Non ero capace, avevo delle lacune, un po’ come nella matematica. L'esecuzione è matematica, mentre la creatività va tutta da un’altra parte.
Come formazione pop invece, mi dici tre dischi che per te sono stati fondamentali durante l'adolescenza?
I più importanti in assoluto sono stati Dido, Moby e The Corrs, questi ultimi in particolare mi facevano impazzire (ride).
Ne deduco che la commistione tra pop ed elettronica sia stata fondamentale per te sin dall'inizio, come dimostrano sia i tuoi brani che quelliche hai scritto per gli altri. La tua strada tra l'altro è alla rovescia, perché prima di arrivare a un disco tuo hai firmato delle hit incredibili per altri artisti e quindi parti con una credibilità molto forte come autrice. Qual è il rovescio della medaglia?
L’aspettativa è alta, ma non l’ho vissuta con un senso di ansia eccessiva. Essendo una cosa che mi piace fare l’ho vissuta come forma liberatoria: adesso finalmente è arrivato il momento di farmi conoscere tramite le cose che non passano attraverso il filtro degli altri. Posso manifestarmi liberamente. Il rovescio della medaglia è sempre legato al fatto che in questo momento tante persone tendono a conoscermi di più per le cose che ho fatto, quindi c’è il desiderio forte che le persone imparino a conoscere me, Federica, Federica con la canzone che ha scritto per se stessa.
Da questo punto di vista ti preoccupano di più le aspettative che hanno gli altri verso di te o quelle che hai tu verso te stessa?
Entrambe le cose. Ho lavorato quattro anni dietro le quinte quindi non mi sono mai confrontata con il palco, con il mondo esterno. Quando tu metti sul mercato una scrittura che ha già tanto successo si amplificano anche le aspettative degli altri. Da parte mia c’è stata una ricerca di un ulteriore mondo musicale, perché anche se le canzoni le ho scritte io, ormai appartengono a qualcun altro. Ho voluto allora scrivere cose che altrettanto funzionassero e ovviamente spero di esserci riuscita. Soprattutto volevo canzoni che mi rappresentassero per quella che sono, una ragazza giovane che ascolta cose giovani e che ha voglia di crearsi uno spazio per essere ascoltata.
I primi due singoli, "Fiori sui balconi" e "A me ci pensi mai" dimostrano come tu abbia trovato una tua maniera originale di scrivere canzoni pop in italiano. Qual è la sfida più grande da questo punto di vista?

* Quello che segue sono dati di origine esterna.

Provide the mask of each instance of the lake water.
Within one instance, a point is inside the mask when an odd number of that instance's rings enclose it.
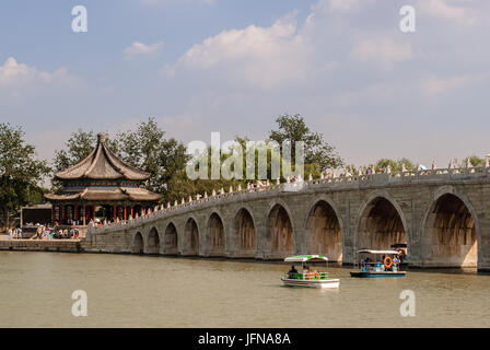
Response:
[[[490,327],[490,276],[410,270],[338,290],[281,285],[289,265],[0,252],[0,327]],[[74,317],[74,290],[88,294]],[[402,317],[411,290],[416,316]]]

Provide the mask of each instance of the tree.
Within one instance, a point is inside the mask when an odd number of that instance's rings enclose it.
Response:
[[[85,159],[96,144],[96,133],[92,130],[77,130],[70,135],[66,149],[55,152],[52,161],[56,172],[72,166]],[[167,200],[172,188],[168,183],[184,171],[188,155],[185,145],[171,138],[165,139],[165,131],[153,118],[138,124],[136,130],[119,131],[114,139],[108,139],[109,149],[125,163],[150,173],[151,177],[143,185],[149,190],[163,195]],[[56,179],[54,187],[59,186]]]
[[[0,214],[5,228],[13,213],[38,197],[43,191],[38,184],[49,173],[24,136],[20,127],[0,124]]]
[[[316,164],[319,171],[337,168],[343,165],[342,159],[336,153],[334,145],[324,140],[322,133],[312,132],[304,118],[295,114],[284,114],[276,119],[278,129],[271,130],[269,139],[281,145],[291,144],[291,161],[295,161],[295,142],[304,142],[304,164]]]
[[[162,194],[164,200],[172,197],[168,182],[182,175],[189,160],[182,142],[165,139],[165,131],[149,118],[139,122],[136,130],[119,132],[117,143],[122,161],[152,175],[144,184],[149,190]]]

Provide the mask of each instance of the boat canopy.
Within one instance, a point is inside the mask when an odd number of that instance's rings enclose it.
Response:
[[[366,254],[400,254],[397,250],[371,250],[371,249],[361,249],[358,250],[358,254],[366,253]]]
[[[287,257],[285,262],[328,261],[323,255],[294,255]]]

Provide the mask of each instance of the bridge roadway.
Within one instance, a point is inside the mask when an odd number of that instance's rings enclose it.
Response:
[[[222,192],[89,226],[84,249],[281,259],[406,243],[411,267],[490,271],[490,167],[322,178]]]

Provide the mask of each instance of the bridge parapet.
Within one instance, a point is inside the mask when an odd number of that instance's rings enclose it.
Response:
[[[217,203],[226,203],[238,198],[250,200],[254,197],[264,198],[275,197],[281,192],[296,192],[305,190],[349,190],[355,188],[370,187],[389,187],[402,185],[417,184],[446,184],[454,182],[474,182],[482,178],[490,178],[490,167],[475,166],[475,167],[459,167],[459,168],[432,168],[432,170],[417,170],[394,173],[377,173],[377,174],[361,174],[352,176],[332,176],[325,178],[317,178],[312,180],[292,182],[271,184],[268,186],[257,186],[248,189],[234,190],[231,192],[221,192],[208,198],[199,198],[191,201],[186,201],[168,208],[156,207],[151,213],[124,220],[119,222],[106,223],[103,225],[89,225],[89,234],[100,234],[116,232],[125,229],[132,229],[143,224],[151,223],[159,219],[165,219],[185,212],[203,209],[208,206],[215,206]]]

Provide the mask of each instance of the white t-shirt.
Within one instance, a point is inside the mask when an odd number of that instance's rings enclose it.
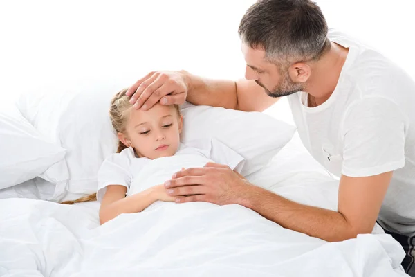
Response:
[[[349,48],[337,87],[322,105],[288,96],[302,142],[329,171],[367,177],[394,171],[379,223],[415,235],[415,82],[375,50],[340,32],[329,39]]]
[[[155,159],[138,158],[132,148],[108,157],[98,172],[97,199],[101,202],[109,185],[127,188],[127,196],[169,180],[182,168],[201,168],[209,162],[224,164],[240,172],[245,159],[227,145],[212,138],[200,143],[203,150],[183,144],[174,156]]]

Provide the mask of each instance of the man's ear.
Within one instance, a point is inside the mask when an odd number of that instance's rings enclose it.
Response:
[[[291,80],[297,83],[305,83],[311,75],[311,67],[304,62],[297,62],[288,68]]]
[[[117,136],[118,137],[118,139],[122,143],[124,143],[124,145],[127,147],[130,147],[130,146],[133,146],[133,144],[131,143],[131,141],[128,138],[128,137],[124,134],[123,133],[118,133],[117,134]]]
[[[178,133],[181,134],[182,130],[183,129],[183,116],[180,116],[180,119],[178,120]]]

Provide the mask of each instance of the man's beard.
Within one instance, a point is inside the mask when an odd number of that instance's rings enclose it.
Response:
[[[290,78],[288,72],[286,72],[284,78],[281,79],[279,84],[274,87],[272,91],[265,87],[264,84],[257,80],[255,80],[255,82],[265,90],[266,93],[268,94],[268,96],[275,98],[278,97],[287,96],[298,91],[304,91],[303,84],[293,82]]]

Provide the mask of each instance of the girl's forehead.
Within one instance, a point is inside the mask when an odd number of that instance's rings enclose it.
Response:
[[[148,111],[131,108],[129,119],[134,123],[159,120],[168,115],[174,115],[175,112],[173,106],[164,106],[156,104]]]

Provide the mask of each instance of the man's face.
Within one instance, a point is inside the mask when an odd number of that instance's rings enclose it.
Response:
[[[303,91],[301,83],[293,82],[288,69],[279,69],[265,59],[265,51],[242,44],[242,52],[246,62],[245,78],[255,80],[271,97],[286,96]]]

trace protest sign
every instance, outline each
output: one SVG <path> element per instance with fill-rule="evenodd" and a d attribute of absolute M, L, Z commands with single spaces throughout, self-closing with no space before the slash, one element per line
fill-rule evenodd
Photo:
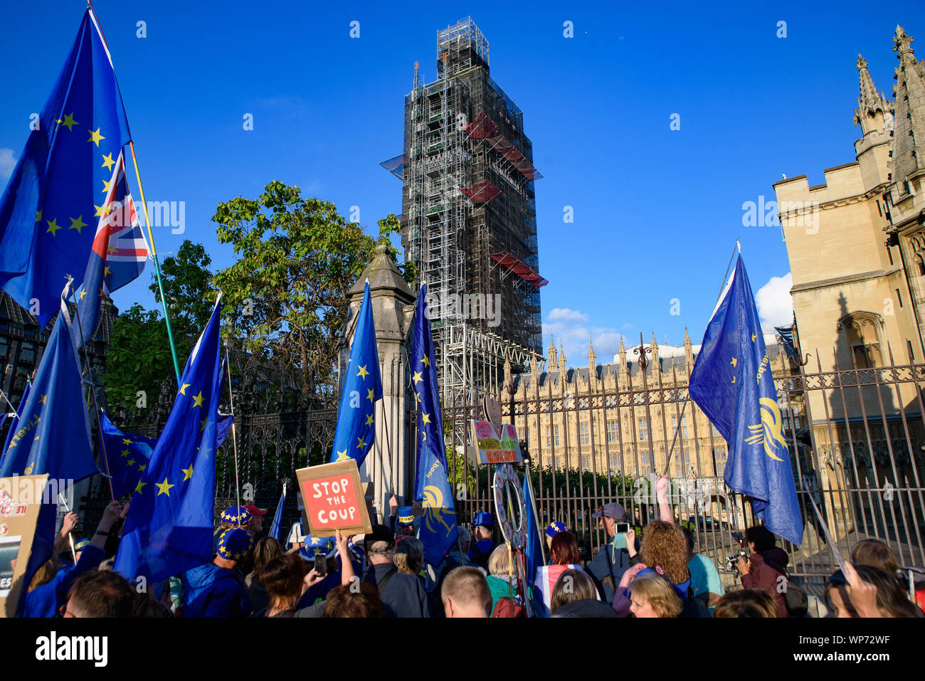
<path fill-rule="evenodd" d="M 14 616 L 24 593 L 22 582 L 47 482 L 47 475 L 0 477 L 0 617 Z"/>
<path fill-rule="evenodd" d="M 356 460 L 300 468 L 295 472 L 312 537 L 372 532 Z"/>

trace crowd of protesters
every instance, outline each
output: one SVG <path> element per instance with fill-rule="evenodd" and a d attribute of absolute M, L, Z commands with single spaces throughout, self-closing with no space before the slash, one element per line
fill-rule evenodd
<path fill-rule="evenodd" d="M 735 563 L 740 586 L 726 592 L 716 564 L 695 552 L 694 535 L 674 522 L 667 478 L 656 487 L 660 519 L 639 534 L 616 502 L 593 514 L 607 535 L 586 567 L 575 536 L 561 522 L 546 528 L 549 561 L 526 590 L 523 561 L 493 539 L 490 513 L 476 514 L 438 565 L 425 561 L 415 536 L 419 506 L 389 502 L 389 524 L 353 538 L 314 538 L 296 523 L 285 544 L 263 528 L 266 511 L 233 506 L 216 530 L 215 557 L 139 589 L 112 571 L 128 506 L 110 503 L 91 539 L 68 539 L 68 514 L 55 555 L 29 584 L 30 617 L 798 617 L 805 591 L 789 583 L 789 556 L 763 526 L 745 533 Z M 863 539 L 825 582 L 830 616 L 922 617 L 922 593 L 909 599 L 896 559 L 877 539 Z"/>

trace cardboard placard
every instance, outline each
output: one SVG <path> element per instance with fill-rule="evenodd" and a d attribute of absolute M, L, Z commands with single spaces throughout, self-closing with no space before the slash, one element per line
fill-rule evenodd
<path fill-rule="evenodd" d="M 355 459 L 300 468 L 295 476 L 312 537 L 330 537 L 338 529 L 343 535 L 373 531 Z"/>
<path fill-rule="evenodd" d="M 47 474 L 0 477 L 0 617 L 13 617 L 24 593 L 22 582 L 47 482 Z"/>
<path fill-rule="evenodd" d="M 517 440 L 517 428 L 512 424 L 501 426 L 499 436 L 487 421 L 472 421 L 472 441 L 478 450 L 479 464 L 517 464 L 524 460 Z"/>

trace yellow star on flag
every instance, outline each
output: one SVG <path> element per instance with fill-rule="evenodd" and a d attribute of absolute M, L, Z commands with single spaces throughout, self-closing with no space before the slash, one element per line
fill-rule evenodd
<path fill-rule="evenodd" d="M 92 130 L 88 130 L 87 132 L 90 133 L 90 139 L 87 140 L 87 142 L 92 142 L 94 144 L 96 144 L 96 146 L 100 145 L 100 140 L 106 139 L 103 135 L 100 134 L 100 129 L 99 128 L 97 128 L 95 131 Z"/>
<path fill-rule="evenodd" d="M 68 114 L 64 117 L 64 120 L 61 121 L 61 125 L 65 126 L 68 132 L 73 132 L 74 126 L 77 125 L 77 121 L 74 120 L 74 114 Z M 87 140 L 87 142 L 90 142 L 90 140 Z"/>
<path fill-rule="evenodd" d="M 70 227 L 68 227 L 68 229 L 77 229 L 78 234 L 80 233 L 81 227 L 87 226 L 87 223 L 83 221 L 83 216 L 78 216 L 76 220 L 73 217 L 70 217 L 68 219 L 70 219 Z"/>
<path fill-rule="evenodd" d="M 158 497 L 161 496 L 161 494 L 166 494 L 169 497 L 170 488 L 177 487 L 176 485 L 171 485 L 169 482 L 167 482 L 166 477 L 164 477 L 164 482 L 155 482 L 154 484 L 157 485 Z"/>

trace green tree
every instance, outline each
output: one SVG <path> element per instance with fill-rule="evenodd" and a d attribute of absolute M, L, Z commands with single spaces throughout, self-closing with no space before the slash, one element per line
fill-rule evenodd
<path fill-rule="evenodd" d="M 102 377 L 111 414 L 142 416 L 160 395 L 165 379 L 176 388 L 164 317 L 134 304 L 113 322 L 106 373 Z"/>
<path fill-rule="evenodd" d="M 161 263 L 164 295 L 167 299 L 177 356 L 181 365 L 209 321 L 216 304 L 211 264 L 212 258 L 203 244 L 193 243 L 189 239 L 183 241 L 175 256 L 166 257 Z M 161 294 L 154 275 L 148 288 L 159 304 Z"/>
<path fill-rule="evenodd" d="M 222 291 L 225 332 L 240 340 L 253 362 L 271 361 L 281 380 L 298 388 L 303 406 L 333 404 L 347 292 L 372 259 L 376 240 L 333 204 L 303 199 L 297 187 L 280 181 L 267 184 L 257 199 L 219 204 L 212 220 L 218 241 L 231 243 L 238 258 L 214 279 Z M 388 243 L 401 226 L 388 216 L 378 227 L 378 241 Z M 396 249 L 390 253 L 395 260 Z"/>

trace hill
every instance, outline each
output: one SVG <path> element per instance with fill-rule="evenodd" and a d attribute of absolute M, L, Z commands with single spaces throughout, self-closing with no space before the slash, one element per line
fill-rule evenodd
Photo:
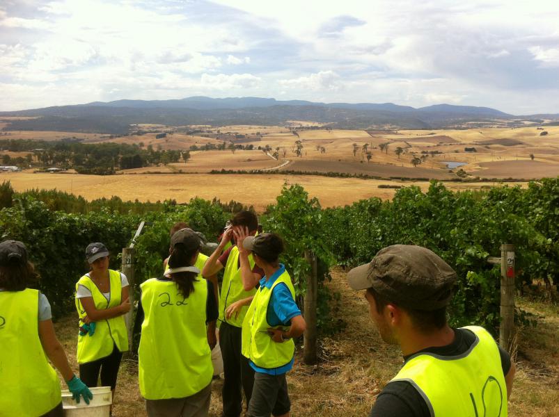
<path fill-rule="evenodd" d="M 11 120 L 4 130 L 41 130 L 125 134 L 130 124 L 278 125 L 289 120 L 312 120 L 338 129 L 475 127 L 488 124 L 514 126 L 520 117 L 487 107 L 438 104 L 420 108 L 393 103 L 315 103 L 271 98 L 191 97 L 173 100 L 117 100 L 1 112 Z M 551 121 L 559 115 L 547 115 Z M 534 120 L 532 123 L 542 122 Z"/>

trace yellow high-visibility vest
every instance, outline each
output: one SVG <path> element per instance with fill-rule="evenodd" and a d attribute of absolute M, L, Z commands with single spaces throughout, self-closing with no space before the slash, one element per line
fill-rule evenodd
<path fill-rule="evenodd" d="M 214 373 L 206 334 L 207 281 L 198 278 L 187 299 L 172 281 L 152 278 L 140 286 L 145 313 L 138 350 L 140 392 L 148 400 L 199 392 Z"/>
<path fill-rule="evenodd" d="M 507 384 L 495 341 L 482 327 L 464 327 L 475 334 L 468 352 L 448 358 L 418 353 L 391 381 L 407 381 L 434 417 L 506 417 Z"/>
<path fill-rule="evenodd" d="M 252 254 L 249 255 L 249 264 L 251 270 L 254 268 L 254 259 Z M 249 309 L 249 306 L 243 306 L 237 317 L 226 318 L 225 311 L 230 304 L 235 301 L 248 298 L 256 293 L 256 288 L 249 291 L 244 291 L 241 268 L 239 268 L 239 248 L 234 246 L 229 252 L 227 263 L 223 272 L 223 281 L 221 284 L 221 295 L 219 297 L 219 320 L 225 322 L 236 327 L 241 327 L 243 325 L 244 316 Z"/>
<path fill-rule="evenodd" d="M 76 291 L 79 285 L 88 288 L 91 292 L 93 304 L 97 310 L 116 307 L 120 305 L 122 302 L 120 272 L 109 270 L 109 279 L 111 286 L 109 301 L 88 275 L 84 275 L 77 281 Z M 81 320 L 87 316 L 87 313 L 79 298 L 77 297 L 76 297 L 76 308 L 79 314 L 81 326 L 84 324 Z M 85 336 L 78 334 L 77 351 L 78 363 L 87 363 L 108 357 L 112 353 L 115 344 L 120 352 L 128 350 L 128 334 L 124 316 L 102 320 L 95 323 L 95 332 L 93 336 L 89 336 L 88 334 Z"/>
<path fill-rule="evenodd" d="M 62 401 L 56 372 L 42 350 L 39 291 L 0 291 L 0 416 L 37 417 Z"/>
<path fill-rule="evenodd" d="M 267 313 L 274 288 L 280 284 L 288 286 L 293 300 L 295 289 L 291 277 L 286 272 L 278 277 L 271 288 L 260 287 L 249 306 L 242 328 L 242 354 L 260 368 L 273 369 L 287 365 L 293 359 L 295 343 L 289 339 L 281 343 L 274 342 L 268 334 L 271 327 Z"/>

Credo che le mie melodie trovino compimento con la mia voce e siccome sono comunque condizionata dagli ascolti anglosassoni che faccio, la componente ritmica è importantissima. Con Carosello, l'etichetta per cui esce il mio ep, abbiamo discusso molto anche della collocazione che avrebbero avuto questi pezzi, visto che sono molto contaminati anche dall'hip hop. La sfida enorme per me è stata quella di scrivere canzoni che fossero moderne. Spesso il problema è l’incontro tra quel tipo di melodia e l’italiano. Inoltre siamo un paese con un'eredità letteraria potente, devi dare un certo peso alle parole quando scrivi le canzoni. Spesso sei molto condizionato dalla metrica, quindi per me è stato importante in questi anni elaborare un tipo di melodie che mi permettesse di esprimermi, pur non perdendo la freschezza.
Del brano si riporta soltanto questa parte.